Pritzker Strikes Back
The conservative activist finally met his match in 2018 with Democrat J. B. Pritzker, the heir to the Hyatt Hotel fortune, who spent his own millions to unseat Rauner. The first “battle of the billionaires” was the most expensive election for governor in US history, with $285 million raised. Pritzker won that first round and has emerged as a surprisingly effective New Deal Democrat type who has passed a six-year, $45 billion infrastructure package, helped legalize the sale of marijuana, and hiked the state’s minimum wage.
But the rematch went to the Citadel CEO. In 2020, Griffin threw $54 million into the campaign to stop the “fair tax” amendment, which was designed to let lawmakers alter the state constitution so they could legally implement a progressive income tax on those earning over $250,000 a year.
Meanwhile, throughout the pandemic, Griffin kept on getting richer. He was one of the 400 wealthiest Americans who saw their collective fortune increase 40 percent in 2021 to $4.5 trillion, and his $25.2 billion sent him into the top 50 of Forbes’ richest-of-the-rich list. He’s spent large chunks of that money on ridiculously posh real estate (he’s got $1 billion in homes) and vanity purchases, like a rare copy of the US Constitution that he wrested from a group of crypto enthusiasts in a $43.2 million auction.
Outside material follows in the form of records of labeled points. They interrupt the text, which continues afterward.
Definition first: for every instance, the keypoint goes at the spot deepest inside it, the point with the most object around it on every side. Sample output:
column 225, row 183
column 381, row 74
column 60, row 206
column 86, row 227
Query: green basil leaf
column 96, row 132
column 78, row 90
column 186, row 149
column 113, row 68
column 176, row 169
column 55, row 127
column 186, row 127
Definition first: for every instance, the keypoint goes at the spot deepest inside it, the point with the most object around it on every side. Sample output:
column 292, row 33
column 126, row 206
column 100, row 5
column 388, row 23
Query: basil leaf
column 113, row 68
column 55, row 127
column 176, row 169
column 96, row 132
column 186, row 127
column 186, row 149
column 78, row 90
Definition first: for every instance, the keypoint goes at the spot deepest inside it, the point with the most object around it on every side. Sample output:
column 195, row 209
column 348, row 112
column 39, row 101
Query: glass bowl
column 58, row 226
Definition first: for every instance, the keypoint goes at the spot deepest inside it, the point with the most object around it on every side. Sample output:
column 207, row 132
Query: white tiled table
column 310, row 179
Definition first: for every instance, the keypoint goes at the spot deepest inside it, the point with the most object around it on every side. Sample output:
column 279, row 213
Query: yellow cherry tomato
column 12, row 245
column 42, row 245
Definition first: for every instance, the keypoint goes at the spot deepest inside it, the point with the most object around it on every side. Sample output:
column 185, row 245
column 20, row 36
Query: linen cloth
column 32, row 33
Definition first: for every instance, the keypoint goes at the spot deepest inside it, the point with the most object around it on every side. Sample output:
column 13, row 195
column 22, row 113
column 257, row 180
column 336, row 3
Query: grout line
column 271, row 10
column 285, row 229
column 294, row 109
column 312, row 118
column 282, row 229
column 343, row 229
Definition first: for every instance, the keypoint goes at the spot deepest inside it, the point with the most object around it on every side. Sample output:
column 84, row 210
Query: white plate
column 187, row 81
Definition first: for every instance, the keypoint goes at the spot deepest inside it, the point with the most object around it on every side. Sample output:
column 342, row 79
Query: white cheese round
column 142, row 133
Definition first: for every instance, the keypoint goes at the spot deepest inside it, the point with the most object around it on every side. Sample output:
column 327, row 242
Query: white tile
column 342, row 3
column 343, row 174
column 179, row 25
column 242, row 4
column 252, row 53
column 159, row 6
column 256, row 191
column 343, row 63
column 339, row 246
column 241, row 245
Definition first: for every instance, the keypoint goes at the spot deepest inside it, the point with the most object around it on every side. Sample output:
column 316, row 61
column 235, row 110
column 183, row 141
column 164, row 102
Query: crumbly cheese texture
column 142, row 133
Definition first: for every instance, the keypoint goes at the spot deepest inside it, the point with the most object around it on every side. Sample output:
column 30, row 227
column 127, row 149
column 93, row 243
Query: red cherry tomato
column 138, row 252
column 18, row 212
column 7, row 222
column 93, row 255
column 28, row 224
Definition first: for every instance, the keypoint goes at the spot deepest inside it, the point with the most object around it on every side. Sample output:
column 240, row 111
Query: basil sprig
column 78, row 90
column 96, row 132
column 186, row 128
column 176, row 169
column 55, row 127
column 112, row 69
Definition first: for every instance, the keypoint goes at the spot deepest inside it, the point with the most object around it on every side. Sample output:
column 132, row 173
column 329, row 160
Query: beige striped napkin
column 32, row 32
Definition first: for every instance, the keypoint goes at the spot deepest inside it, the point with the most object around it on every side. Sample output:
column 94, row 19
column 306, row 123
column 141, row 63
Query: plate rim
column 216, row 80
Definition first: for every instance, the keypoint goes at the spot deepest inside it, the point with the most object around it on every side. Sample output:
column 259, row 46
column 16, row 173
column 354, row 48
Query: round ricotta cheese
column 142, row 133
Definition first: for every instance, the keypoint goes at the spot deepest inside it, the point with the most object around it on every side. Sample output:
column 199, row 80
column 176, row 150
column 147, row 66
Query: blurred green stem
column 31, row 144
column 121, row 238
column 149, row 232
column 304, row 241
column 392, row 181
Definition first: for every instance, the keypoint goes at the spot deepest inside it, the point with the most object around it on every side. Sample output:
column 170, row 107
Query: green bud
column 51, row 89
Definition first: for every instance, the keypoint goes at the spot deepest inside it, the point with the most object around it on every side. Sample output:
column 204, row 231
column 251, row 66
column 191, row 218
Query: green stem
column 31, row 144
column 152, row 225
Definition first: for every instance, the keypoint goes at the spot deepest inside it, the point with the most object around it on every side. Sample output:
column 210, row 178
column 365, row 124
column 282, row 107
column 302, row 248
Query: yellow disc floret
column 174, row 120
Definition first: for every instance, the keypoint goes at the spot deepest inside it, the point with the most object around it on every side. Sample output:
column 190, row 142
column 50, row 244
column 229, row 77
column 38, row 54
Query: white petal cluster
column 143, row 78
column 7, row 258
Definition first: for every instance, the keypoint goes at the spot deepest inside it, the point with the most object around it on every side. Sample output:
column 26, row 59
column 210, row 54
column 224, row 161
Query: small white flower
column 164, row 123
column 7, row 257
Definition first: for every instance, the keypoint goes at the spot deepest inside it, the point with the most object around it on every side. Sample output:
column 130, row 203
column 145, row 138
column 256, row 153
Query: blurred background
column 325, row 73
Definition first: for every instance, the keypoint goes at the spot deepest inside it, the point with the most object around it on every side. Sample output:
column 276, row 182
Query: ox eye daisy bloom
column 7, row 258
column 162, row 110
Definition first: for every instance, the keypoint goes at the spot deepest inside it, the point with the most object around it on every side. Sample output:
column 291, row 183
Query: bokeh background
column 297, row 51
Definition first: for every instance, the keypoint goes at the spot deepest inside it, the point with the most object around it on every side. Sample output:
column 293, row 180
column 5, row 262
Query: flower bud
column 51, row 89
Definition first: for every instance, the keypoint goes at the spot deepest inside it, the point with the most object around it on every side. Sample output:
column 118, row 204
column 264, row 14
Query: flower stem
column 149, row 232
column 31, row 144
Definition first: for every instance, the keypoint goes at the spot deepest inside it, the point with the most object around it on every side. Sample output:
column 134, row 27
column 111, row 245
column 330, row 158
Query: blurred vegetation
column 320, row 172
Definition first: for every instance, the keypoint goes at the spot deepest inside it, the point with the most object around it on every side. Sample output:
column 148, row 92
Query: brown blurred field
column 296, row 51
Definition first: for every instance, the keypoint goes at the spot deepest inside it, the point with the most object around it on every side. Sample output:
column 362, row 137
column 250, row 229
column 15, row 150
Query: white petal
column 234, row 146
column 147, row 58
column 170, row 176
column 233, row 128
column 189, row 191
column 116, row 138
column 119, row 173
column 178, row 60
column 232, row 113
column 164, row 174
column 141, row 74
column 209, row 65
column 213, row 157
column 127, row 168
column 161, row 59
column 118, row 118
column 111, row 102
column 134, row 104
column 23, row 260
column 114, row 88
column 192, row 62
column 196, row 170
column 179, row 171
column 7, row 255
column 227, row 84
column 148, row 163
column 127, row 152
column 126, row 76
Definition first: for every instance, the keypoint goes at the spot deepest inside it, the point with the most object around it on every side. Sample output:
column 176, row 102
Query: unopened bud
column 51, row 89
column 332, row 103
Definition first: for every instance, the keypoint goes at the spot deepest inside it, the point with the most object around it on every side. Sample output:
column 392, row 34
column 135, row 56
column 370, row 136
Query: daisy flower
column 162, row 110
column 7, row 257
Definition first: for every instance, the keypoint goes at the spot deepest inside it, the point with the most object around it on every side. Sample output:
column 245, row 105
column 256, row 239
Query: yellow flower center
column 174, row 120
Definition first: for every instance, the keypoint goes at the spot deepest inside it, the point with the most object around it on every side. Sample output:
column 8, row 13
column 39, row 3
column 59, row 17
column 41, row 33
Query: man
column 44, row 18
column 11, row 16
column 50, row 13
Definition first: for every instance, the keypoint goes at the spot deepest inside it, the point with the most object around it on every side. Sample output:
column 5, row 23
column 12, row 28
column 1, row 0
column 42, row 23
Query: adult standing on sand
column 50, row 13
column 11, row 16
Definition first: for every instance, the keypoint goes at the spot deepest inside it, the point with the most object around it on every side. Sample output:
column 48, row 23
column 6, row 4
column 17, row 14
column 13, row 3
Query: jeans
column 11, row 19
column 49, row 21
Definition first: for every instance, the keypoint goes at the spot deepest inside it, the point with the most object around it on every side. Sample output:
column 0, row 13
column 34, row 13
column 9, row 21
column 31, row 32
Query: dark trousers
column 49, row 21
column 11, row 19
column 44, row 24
But Griffin still had plenty of moola left to spend in the third billionaire battle royale against Pritzker, this time over the governorship again. The hedge funder donated $55 million to fund the campaign of Irvin, a relative unknown Republican mayor of a Chicago suburb, to beat Pritzker in November. It was the largest amount ever given by a single donor to a candidate in American history, according to a report by the Center for Media and Democracy.
Meanwhile, Griffin kept dropping hints about his impending departure from Illinois in order to browbeat Chicago mayor Lori Lightfoot and others into doing his political bidding. He followed through on his threat less than a week before the June primary, with polls showing that Irvin was 10 to 15 points behind Darren Bailey, a MAGA-friendly state senator.
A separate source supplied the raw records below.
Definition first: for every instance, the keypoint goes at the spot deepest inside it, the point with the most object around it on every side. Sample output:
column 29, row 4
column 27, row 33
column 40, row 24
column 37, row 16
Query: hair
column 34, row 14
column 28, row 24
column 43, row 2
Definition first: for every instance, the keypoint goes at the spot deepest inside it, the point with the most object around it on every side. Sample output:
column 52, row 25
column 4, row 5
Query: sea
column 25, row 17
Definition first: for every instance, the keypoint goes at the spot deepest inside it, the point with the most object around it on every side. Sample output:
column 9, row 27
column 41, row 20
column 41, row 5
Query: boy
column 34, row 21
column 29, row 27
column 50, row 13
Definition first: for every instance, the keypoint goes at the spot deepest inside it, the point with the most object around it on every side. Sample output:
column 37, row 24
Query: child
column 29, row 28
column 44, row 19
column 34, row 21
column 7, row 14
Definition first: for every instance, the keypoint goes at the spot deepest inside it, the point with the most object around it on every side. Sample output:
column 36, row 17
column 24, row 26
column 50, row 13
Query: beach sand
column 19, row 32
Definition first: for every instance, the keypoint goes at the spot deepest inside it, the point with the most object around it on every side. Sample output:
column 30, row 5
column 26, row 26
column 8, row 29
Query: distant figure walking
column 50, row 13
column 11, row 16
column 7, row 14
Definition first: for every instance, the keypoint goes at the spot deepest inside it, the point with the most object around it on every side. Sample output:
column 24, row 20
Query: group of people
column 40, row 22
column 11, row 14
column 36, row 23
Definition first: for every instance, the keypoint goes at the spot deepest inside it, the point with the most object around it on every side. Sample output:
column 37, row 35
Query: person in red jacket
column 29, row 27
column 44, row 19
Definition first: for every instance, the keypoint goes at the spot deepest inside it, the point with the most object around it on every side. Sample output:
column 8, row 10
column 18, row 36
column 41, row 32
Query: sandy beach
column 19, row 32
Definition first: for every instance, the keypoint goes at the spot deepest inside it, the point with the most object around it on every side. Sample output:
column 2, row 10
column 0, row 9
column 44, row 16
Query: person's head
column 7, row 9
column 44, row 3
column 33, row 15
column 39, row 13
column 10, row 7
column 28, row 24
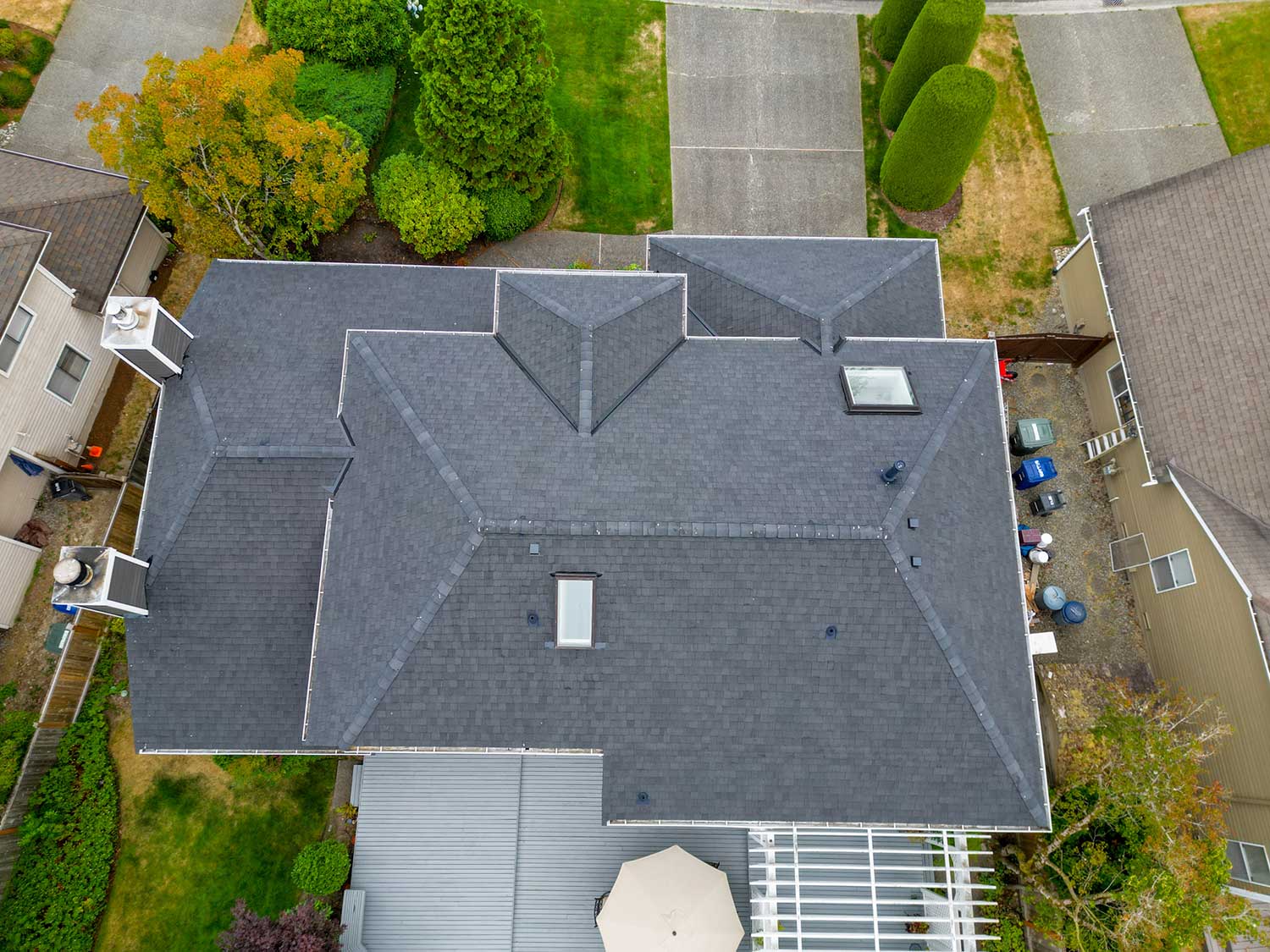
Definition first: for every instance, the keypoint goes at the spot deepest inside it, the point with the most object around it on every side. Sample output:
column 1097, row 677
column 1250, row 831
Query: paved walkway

Pritzker and the Democratic Governors Association spent tens of millions of dollars supporting Bailey over Irvin — calculating that the politician who cosponsored “New Illinois” legislation calling for Chicago to secede from the rest of the state to become America’s fifty-first state would be too radical for Illinois voters.
Faced with the possibility of watching his archrival dunk in his face on election night, Illinois’ richest man basically said, “You didn’t beat me, I quit!” With a $363 million purchase of a South Florida waterfront property, Griffin signaled that he was, as LeBron James put it, “taking my talents to South Beach.”
Since then, local media has been bellyaching over Griffin’s departure. The Chicago Tribune called it “warning sign of trouble, of a city and state that needs to pay more attention to its sagging identity as a global city.” But Illinois doesn’t need Griffin to succeed. He’s no MVP, just the LeBron (okay, maybe James Harden) of making billions of dollars on Wall Street and spending that fortune mainly on himself and his own retrograde right-wing political fantasies.